Posted by: Patrick H at April 21, 2008 4:24 PM

HRC by 12.5%

Posted by: Josh at April 21, 2008 4:32 PM

Hillary by 5%, and she will stay in.

Posted by: Erich at April 21, 2008 5:03 PM

HRC by 5%

Posted by: PWR at April 21, 2008 5:03 PM

Hill by 3.1416 pi.

Posted by: ghostcat at April 21, 2008 8:31 PM

Hillary - 56.5%

Obama - 43.5%

And Howard Dean will scream again on national TV!

P.S. - I think Centre County is a Republican county. It was when I was there.

Posted by: jim hamlen at April 21, 2008 8:57 PM

I swear Obama got 1.2 mil votes from IL....

Posted by: Sandy P at April 21, 2008 10:40 PM

Hillary by 8%.

Posted by: Matt Murphy at April 22, 2008 2:54 AM

Hillary by 7%.

Posted by: Ali Choudhury at April 22, 2008 5:14 AM

Another vote for Hillary by 7%.

Posted by: JimBobElrod at April 22, 2008 6:57 AM

Obama by 1%. Republicans should know that as many votes as are needed can be squeezed out of Philadelphia and Pittsburgh.

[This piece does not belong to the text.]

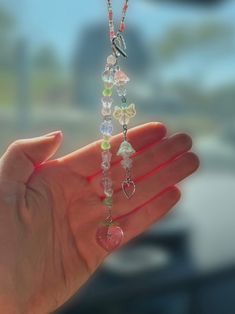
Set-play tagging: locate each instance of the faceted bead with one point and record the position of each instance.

Posted by: Ibid at April 22, 2008 7:06 AM

Hillary by 13.5%

Posted by: Bartman at April 22, 2008 7:31 AM

My sister lives in Allentown. She says the whole state is a madhouse. Nobody's used to it because the nominee has usually been decided this late in the game.
Anyway, put me down for Hill at 11.5%

Posted by: Bryan at April 22, 2008 7:46 AM

HRC by 11.8%

Posted by: vasutj at April 22, 2008 7:49 AM

Hillary by 15. Being shot at in Bosnia cost her at least 5%.

Posted by: curt at April 22, 2008 8:18 AM

Wow - a lot of the same numbers here. My real guess is Hill by 13

But the guess for the books is Obama by 3

Posted by: BJW at April 22, 2008 8:56 AM

Hill by 9.87

Posted by: ghostcat at April 22, 2008 1:03 PM

I vote for 14%, just a WAG.

Posted by: john.cunningham at April 22, 2008 7:37 PM

Hillary by 19.5%. After the Wright debacle, Bitter-gate, and his abysmal debate performance, I think the Democratic Party has the audacity to hope that they can still change their nominee. Honestly, it's their choice between the popular vote-winner and the winner of the arbitrary system of delegates. Methinks, Bush v. Gore will suddenly look very respectable.Rove, you magnificent bastard!